Der Videoassistent muss nicht die Dynamik des Spiels erleben, er soll sich die Bilder anschauen und entscheiden.
Ittrich: Aber es geht nicht nur um die Bilder und die Beurteilung. Es gibt Strafstoß-Situationen, bei denen meine erste Wahrnehmung auf dem Feld ist, dass es nicht für einen Elfer reicht. Dann schaue ich mir die Bilder an, sehe einen Kontakt und es reicht mir immer noch nicht. Viele sagen dann, dass man an den Bildern nicht mehr vorbeikommt, das stimmt natürlich auch irgendwo, dennoch sehe ich mich als Schiri auf dem Feld am besten in der Lage, unter Einbeziehung aller Faktoren die endgültige Entscheidung zu treffen.
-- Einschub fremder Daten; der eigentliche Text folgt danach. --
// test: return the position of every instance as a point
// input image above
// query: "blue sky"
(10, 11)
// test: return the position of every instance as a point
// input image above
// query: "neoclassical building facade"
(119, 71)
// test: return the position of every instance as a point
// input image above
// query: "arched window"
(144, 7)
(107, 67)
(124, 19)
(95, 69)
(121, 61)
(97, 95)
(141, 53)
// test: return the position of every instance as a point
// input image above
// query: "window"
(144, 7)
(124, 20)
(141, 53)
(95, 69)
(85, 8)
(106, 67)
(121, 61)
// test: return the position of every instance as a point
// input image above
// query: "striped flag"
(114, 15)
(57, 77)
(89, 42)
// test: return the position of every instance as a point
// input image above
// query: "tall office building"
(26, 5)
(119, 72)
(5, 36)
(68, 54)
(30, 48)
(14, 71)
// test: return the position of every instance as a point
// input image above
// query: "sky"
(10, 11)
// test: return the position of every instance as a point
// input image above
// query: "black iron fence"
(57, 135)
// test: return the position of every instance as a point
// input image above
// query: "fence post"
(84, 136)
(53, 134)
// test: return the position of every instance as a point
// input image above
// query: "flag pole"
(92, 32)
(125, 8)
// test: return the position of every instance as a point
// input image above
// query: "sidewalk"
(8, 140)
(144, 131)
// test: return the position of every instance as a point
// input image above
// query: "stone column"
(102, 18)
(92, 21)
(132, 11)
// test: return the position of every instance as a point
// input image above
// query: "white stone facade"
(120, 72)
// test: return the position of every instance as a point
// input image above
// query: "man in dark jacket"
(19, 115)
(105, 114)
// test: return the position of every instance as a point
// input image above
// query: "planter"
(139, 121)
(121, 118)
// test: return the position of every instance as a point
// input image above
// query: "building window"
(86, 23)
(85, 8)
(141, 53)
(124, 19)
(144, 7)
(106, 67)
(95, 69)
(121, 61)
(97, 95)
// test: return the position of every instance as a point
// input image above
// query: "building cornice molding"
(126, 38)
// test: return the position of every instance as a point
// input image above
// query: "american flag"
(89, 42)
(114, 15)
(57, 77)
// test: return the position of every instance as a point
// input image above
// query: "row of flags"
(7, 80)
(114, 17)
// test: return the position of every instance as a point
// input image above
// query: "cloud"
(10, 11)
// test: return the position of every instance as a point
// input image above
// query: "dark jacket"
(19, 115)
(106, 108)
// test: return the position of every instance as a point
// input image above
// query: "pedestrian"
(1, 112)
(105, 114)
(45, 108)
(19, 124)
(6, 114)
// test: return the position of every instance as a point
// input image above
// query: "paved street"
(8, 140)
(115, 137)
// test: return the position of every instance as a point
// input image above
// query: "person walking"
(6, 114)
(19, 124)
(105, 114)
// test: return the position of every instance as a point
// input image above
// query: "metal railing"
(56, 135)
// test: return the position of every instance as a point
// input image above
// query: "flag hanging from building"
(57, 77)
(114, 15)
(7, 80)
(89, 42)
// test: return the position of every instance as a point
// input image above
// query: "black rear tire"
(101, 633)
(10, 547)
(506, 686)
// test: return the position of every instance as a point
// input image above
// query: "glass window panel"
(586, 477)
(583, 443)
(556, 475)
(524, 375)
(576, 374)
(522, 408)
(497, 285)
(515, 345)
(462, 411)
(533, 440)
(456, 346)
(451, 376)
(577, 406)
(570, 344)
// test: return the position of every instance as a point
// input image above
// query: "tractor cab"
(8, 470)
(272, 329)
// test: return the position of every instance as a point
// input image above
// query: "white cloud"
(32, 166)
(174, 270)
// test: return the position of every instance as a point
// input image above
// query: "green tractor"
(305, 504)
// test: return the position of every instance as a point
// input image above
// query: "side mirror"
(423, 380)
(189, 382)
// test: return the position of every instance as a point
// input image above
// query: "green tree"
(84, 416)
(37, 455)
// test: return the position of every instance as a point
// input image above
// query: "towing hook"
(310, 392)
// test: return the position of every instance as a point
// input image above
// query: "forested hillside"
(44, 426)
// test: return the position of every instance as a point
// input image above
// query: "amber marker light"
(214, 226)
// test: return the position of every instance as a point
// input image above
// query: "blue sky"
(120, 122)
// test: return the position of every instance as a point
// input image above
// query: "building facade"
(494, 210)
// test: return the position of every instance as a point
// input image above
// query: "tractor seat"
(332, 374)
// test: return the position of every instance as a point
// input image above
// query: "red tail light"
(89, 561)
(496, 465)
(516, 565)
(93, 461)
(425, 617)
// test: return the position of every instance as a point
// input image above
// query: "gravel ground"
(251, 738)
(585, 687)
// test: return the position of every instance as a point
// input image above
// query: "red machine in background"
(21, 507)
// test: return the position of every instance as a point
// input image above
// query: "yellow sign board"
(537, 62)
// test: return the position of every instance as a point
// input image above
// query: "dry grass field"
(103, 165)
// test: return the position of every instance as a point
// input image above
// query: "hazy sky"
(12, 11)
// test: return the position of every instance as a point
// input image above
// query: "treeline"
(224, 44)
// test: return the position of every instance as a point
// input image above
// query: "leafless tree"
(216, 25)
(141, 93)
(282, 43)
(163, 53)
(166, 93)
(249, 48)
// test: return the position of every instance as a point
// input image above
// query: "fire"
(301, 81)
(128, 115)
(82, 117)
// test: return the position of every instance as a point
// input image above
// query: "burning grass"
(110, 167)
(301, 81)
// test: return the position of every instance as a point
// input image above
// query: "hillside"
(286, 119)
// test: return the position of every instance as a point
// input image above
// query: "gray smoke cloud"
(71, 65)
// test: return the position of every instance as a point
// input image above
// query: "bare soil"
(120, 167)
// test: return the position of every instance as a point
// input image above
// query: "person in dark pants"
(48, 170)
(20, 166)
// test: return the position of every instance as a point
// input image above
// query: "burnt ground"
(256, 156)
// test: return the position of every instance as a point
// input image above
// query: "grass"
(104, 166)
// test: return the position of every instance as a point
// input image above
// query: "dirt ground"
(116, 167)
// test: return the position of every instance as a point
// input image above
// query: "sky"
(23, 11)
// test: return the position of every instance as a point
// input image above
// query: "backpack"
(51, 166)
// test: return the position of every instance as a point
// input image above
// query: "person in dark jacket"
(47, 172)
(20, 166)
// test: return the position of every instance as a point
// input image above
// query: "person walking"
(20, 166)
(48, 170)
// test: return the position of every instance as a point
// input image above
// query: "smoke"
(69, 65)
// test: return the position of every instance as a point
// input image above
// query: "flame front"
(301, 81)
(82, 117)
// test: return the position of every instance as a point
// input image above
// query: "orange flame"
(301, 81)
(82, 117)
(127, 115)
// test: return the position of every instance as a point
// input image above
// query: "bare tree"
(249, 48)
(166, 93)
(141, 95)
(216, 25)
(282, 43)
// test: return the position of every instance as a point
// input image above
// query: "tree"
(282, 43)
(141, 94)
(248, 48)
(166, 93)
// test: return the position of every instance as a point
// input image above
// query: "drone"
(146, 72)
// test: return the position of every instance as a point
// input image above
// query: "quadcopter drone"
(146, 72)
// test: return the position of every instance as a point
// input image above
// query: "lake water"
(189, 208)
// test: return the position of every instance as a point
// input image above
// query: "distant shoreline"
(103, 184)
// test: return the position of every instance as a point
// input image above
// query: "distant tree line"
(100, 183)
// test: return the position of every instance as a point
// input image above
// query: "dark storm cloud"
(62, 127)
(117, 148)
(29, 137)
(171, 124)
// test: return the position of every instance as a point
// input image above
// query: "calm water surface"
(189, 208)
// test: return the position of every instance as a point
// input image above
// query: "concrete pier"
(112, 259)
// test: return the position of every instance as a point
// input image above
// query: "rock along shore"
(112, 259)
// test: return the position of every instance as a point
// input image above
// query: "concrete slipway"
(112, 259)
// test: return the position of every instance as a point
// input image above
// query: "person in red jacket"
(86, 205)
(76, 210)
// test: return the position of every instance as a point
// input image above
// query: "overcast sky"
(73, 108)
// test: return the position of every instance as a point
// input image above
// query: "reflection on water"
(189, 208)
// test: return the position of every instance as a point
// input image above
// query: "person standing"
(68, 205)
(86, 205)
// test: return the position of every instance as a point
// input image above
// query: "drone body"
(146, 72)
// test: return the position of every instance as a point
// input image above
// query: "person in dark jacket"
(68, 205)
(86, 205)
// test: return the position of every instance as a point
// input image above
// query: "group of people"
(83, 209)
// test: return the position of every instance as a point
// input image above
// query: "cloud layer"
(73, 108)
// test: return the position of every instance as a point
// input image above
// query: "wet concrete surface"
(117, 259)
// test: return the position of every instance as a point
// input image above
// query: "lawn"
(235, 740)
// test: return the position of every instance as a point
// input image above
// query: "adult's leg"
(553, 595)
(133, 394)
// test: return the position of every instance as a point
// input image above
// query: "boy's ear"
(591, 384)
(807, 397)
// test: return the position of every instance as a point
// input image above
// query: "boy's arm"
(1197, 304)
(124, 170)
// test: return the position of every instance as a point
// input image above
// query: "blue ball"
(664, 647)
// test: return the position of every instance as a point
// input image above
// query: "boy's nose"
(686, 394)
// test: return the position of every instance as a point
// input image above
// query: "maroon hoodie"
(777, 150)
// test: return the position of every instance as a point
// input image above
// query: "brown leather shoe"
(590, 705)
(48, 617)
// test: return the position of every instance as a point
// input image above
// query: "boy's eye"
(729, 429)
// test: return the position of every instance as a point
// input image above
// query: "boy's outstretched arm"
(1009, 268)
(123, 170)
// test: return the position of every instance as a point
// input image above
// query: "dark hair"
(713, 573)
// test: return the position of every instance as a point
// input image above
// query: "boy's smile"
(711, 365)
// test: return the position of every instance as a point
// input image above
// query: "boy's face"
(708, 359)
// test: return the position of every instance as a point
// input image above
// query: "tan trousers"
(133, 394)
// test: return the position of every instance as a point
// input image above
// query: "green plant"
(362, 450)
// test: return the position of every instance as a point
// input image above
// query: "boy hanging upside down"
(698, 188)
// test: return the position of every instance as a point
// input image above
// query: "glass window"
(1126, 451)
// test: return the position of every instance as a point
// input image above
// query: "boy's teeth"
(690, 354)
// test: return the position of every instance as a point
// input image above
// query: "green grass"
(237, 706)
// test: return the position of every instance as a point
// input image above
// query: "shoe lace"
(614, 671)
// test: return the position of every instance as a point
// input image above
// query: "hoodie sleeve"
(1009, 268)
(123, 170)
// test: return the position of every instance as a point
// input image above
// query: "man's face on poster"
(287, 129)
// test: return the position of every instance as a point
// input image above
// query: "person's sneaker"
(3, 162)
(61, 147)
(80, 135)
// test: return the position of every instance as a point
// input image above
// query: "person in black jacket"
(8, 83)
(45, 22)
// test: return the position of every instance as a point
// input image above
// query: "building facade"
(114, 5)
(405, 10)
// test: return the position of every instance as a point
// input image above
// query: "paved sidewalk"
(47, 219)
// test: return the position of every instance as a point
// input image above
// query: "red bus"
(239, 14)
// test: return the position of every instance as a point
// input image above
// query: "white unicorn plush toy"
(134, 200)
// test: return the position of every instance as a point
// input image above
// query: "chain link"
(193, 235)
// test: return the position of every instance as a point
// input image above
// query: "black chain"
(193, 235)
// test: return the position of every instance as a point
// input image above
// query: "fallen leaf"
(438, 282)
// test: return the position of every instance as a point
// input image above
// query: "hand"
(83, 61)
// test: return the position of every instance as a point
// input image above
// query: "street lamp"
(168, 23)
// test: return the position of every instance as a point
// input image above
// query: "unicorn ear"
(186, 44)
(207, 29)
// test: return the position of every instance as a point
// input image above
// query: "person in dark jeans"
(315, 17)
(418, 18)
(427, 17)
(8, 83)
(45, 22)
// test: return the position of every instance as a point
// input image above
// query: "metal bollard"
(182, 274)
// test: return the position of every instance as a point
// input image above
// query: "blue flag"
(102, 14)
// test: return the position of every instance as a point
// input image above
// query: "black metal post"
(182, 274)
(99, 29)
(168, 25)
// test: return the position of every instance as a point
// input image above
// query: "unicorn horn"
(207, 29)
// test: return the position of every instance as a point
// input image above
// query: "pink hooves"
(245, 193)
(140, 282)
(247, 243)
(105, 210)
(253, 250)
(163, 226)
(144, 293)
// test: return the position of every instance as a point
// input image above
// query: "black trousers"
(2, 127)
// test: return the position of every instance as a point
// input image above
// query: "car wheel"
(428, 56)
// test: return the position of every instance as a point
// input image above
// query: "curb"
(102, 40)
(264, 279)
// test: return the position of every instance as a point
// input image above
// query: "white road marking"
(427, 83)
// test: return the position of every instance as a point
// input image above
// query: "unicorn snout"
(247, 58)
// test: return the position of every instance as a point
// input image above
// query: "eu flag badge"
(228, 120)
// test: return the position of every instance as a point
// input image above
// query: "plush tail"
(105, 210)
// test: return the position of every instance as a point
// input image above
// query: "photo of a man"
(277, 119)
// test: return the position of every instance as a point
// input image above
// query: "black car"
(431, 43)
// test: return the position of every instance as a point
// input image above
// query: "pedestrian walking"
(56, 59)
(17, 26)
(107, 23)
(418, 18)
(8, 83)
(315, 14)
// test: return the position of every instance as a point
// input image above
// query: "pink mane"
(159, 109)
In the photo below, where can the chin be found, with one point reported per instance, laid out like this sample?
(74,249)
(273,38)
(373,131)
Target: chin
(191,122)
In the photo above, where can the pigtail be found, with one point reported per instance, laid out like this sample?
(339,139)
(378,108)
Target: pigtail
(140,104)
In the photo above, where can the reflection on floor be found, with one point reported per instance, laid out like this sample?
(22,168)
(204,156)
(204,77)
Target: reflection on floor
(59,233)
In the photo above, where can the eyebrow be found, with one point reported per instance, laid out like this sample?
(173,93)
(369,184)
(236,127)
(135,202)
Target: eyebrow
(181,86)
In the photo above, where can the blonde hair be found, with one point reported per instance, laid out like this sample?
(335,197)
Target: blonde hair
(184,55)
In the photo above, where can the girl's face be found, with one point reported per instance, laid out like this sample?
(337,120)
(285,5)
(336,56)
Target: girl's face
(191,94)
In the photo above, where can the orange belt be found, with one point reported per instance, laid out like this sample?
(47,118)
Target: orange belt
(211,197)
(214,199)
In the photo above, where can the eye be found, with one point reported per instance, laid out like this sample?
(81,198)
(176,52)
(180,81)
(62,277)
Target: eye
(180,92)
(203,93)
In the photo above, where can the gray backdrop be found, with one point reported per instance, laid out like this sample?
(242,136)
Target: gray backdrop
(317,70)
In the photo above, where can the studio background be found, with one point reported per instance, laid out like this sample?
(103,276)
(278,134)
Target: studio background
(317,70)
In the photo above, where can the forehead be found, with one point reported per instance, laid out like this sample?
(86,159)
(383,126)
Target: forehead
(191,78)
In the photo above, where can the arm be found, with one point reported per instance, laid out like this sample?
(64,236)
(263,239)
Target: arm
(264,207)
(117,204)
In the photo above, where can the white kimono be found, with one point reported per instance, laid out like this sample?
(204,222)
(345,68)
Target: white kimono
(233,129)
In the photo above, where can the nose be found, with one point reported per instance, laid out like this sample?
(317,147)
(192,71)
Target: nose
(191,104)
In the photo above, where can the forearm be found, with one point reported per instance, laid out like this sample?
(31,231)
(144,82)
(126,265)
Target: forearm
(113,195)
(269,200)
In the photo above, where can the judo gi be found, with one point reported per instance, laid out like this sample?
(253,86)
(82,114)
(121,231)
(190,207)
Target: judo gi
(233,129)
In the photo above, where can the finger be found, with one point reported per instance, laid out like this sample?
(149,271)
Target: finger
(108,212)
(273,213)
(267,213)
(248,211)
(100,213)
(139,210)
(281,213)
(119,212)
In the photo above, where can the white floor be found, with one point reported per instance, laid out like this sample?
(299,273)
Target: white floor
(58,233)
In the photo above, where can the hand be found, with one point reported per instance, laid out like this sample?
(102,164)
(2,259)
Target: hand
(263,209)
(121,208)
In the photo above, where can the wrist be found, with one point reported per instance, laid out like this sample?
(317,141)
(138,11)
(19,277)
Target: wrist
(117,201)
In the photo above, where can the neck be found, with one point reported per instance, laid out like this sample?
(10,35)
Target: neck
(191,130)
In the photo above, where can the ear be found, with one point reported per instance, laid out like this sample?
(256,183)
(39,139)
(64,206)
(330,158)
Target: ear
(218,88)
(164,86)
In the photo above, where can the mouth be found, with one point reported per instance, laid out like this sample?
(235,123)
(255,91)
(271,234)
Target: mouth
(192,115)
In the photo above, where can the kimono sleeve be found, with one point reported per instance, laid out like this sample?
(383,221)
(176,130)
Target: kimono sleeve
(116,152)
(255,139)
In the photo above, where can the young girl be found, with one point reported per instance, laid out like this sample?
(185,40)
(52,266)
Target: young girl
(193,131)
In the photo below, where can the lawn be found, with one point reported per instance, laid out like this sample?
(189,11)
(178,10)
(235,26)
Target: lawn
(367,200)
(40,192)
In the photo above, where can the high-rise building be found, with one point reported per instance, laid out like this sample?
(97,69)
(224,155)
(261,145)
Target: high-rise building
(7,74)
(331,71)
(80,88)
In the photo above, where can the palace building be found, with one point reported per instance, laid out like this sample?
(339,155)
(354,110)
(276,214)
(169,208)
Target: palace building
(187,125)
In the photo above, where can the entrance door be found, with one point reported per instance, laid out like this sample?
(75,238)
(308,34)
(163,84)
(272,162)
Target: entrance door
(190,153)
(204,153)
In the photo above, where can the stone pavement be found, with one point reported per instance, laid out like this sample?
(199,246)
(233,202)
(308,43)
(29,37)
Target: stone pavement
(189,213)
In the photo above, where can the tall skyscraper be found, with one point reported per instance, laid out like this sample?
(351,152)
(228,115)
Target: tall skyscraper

Sie haben eingangs erwähnt, dass ein Schiedsrichter sich auch Fehler zugestehen muss. Babak Rafati, dem Sie damals gemeinsam mit Frank Willenborg und Holger Henschel das Leben retteten, nannte den zu großen Drang nach Perfektionismus als einen Grund, der zu seinem Selbstmordversuch führte. Wie schwer ist es, sich Fehler zu erlauben?
Ittrich: Sich Fehler zu erlauben, darf keine Rechtfertigung werden, welche zu machen. Druck gibt es in allen Branchen und jeder Mensch kann entweder besser oder schlechter damit umgehen. Die Frage ist dann, wie man besser oder schlechter damit umgeht. Wie man für sich den richtigen Weg findet. Ich bin ehrgeizig und möchte keine Fehler machen, aber wenn ich akzeptiere, dass Fehler passieren können und werden, befreit mich das und führt im besten Falle zu besseren Leistungen. Generell haben wir im Schiedsrichterwesen ein neues Beobachtungssystem bekommen. Dieses ist nicht mehr ganz so notengetrieben, das ist eine hilfreiche Weiterentwicklung.